What’s happened in practice
This GDP growth graph from the Office for National Statistics is a pretty realistic illustration of the current “the economy’s growing” language that we’re hearing:
Source: Office of National Statistics
It shows that the current rise is nowhere near as big as the recession’s fall, so overall the economy is still substantially smaller than pre-recession.
Think in terms of acceleration and growth
While this is very obvious to those who follow finance, it can be very confusing for others. The best way to think about it is a bit like acceleration and speed when it comes to driving a car.
If someone is driving at 50mph and accelerates to 60mph, they have momentum, but they’re still going more slowly than someone driving at a constant 70mph.
And our economy may be moving in the right direction, but it’s still smaller than pre-recession.
Now please don’t think me a curmudgeon here, I’m not decrying the growth.
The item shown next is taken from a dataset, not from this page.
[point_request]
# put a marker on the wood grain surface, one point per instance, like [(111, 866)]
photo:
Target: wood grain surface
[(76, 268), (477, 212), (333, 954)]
It’s great news that we’re in the recovery phase and I hope it continues. Yet this does answer the “”If the economy’s growing, why does it feel so bad?” question.
And there are other factors too: personal bankruptcy for example tends to time-lag in recessions. The peek can be two years afterwards, as people who’ve been clinging on finally succumb, so while it’s joyous that things are improving and it lets us look forward to the future, we’re far from out of the woods.